I see the old tin pedal car that belonged to us all at different
times, but was originally Veronica's. Then even further back an
old tin pram, a scooter and a battered old Dinky which were both
repainted, every time they were handed down to the next child
they fitted. They were ours, in those days, only as long as we
used them, and as soon as we moved on to other things, 'ours'
would be revamped and hammered smooth by dad to be presented to
the next in line. I never recall being disappointed that these
toys were old. They always felt new, by virtue of their being
given to me, and re painted. It was a good feeling.

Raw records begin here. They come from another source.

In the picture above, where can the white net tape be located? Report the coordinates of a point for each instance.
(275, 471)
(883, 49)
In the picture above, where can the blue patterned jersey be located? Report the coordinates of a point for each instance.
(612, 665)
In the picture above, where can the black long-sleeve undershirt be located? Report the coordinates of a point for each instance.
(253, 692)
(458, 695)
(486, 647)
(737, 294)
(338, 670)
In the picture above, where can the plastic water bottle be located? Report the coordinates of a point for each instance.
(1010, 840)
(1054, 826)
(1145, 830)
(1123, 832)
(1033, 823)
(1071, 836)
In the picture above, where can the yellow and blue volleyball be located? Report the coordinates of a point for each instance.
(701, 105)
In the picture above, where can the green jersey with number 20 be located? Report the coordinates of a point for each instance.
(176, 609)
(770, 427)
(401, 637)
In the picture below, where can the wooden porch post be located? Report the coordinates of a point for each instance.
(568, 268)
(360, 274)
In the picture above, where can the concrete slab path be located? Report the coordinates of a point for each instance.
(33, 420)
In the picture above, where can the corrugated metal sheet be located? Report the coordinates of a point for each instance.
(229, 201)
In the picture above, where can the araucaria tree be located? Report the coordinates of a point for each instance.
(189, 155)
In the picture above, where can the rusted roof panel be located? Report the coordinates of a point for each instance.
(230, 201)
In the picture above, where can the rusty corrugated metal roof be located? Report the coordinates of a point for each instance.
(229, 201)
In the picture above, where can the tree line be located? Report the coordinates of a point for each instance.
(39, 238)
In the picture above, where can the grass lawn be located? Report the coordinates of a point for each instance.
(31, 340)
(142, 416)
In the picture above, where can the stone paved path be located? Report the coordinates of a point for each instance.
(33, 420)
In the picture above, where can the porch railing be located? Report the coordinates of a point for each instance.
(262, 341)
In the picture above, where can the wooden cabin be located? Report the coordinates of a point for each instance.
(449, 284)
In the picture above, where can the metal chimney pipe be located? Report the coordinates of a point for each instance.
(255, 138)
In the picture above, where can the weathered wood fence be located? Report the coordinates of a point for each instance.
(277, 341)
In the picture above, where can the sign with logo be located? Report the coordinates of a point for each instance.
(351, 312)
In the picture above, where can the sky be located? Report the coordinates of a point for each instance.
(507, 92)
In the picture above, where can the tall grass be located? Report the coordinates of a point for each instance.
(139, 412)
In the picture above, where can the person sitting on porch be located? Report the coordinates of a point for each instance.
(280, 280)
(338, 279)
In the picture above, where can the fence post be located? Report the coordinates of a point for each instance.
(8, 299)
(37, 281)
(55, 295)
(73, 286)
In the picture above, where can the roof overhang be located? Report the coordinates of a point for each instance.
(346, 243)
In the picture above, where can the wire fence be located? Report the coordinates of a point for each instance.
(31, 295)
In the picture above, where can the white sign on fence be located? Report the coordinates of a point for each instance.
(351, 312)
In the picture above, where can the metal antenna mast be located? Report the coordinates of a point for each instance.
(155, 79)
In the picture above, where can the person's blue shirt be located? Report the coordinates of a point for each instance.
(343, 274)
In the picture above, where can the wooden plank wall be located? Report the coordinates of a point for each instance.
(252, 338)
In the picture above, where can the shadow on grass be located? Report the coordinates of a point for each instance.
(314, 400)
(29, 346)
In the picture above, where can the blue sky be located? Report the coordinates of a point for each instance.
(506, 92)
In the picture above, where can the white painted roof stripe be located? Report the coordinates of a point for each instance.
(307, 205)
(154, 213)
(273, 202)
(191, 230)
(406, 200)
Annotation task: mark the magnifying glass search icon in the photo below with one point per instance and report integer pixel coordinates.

When I was about nine a small blow up paddle pool appeared in the
yard one Christmas.Dad covered it with a tarpaulin shade. It was
heaven just to lie in this cramped little space and pretend it
was much bigger and that you were really swimming. There is a
photo of this arrangement, and mum stands in the photo, younger
than I, arms folded and laughing cheekily out at the camera. I
see photos of the large yard, in my childhood, always mowed and
trimmed, sometimes even with flowers on the edge of the driveway,
and realise that dad did much more in the yard than my childish
mind realised.

We are all five of us, the children of then, adults now. Some of
us even have adult children of our own. I can still feel the
burning heat of those long summers, in our yard, I still remember
eating water-melons out in the yard, on the late summer evenings
and playing endless games of hide and seek in the dark. Through
it all, and with all that went on in the outside world, the home
and back yard was the private world of the family to be who and
what it wanted to be without interference, from outside the
paling fences."




When it is this hot the death rate rises amongst the elderly and frail

3 comments:

Pat said...

I have similar childhood summer memories as you, MC. Personally, I think the lack of BO back then had a lot to do with the fact there was no AC, and everyone did sweat so much and so freely. Just a theory. But one that makes sense maybe? Sweating freely back then ... as opposed to all sorts of attempts at 'retaining' 'keeping it in - hiding it' and 'restricting' these days (eg, deodorants, AC, etc.) Kinda sorta makes sense that a body allowed to "cleanse" itself freely by excreting wastes is bound to smell tons better than one forced to retain all of its waste products!

Mom said...

What wonderful, sweet memories.
I agree that anytime is a good time to be a kid if your childhood is happy.
I'm not sure i could handle your way too hot summers.

Jules said...

I also think that what we eat now is worse and gets sweated out terribly. We have terrible high sodium, high fake, diets. Our bodies must struggle with the toxins, cos I'm sure that poo smells way worse these days than it did when I was a kid. I don't recall it being so vile a smell as it is now.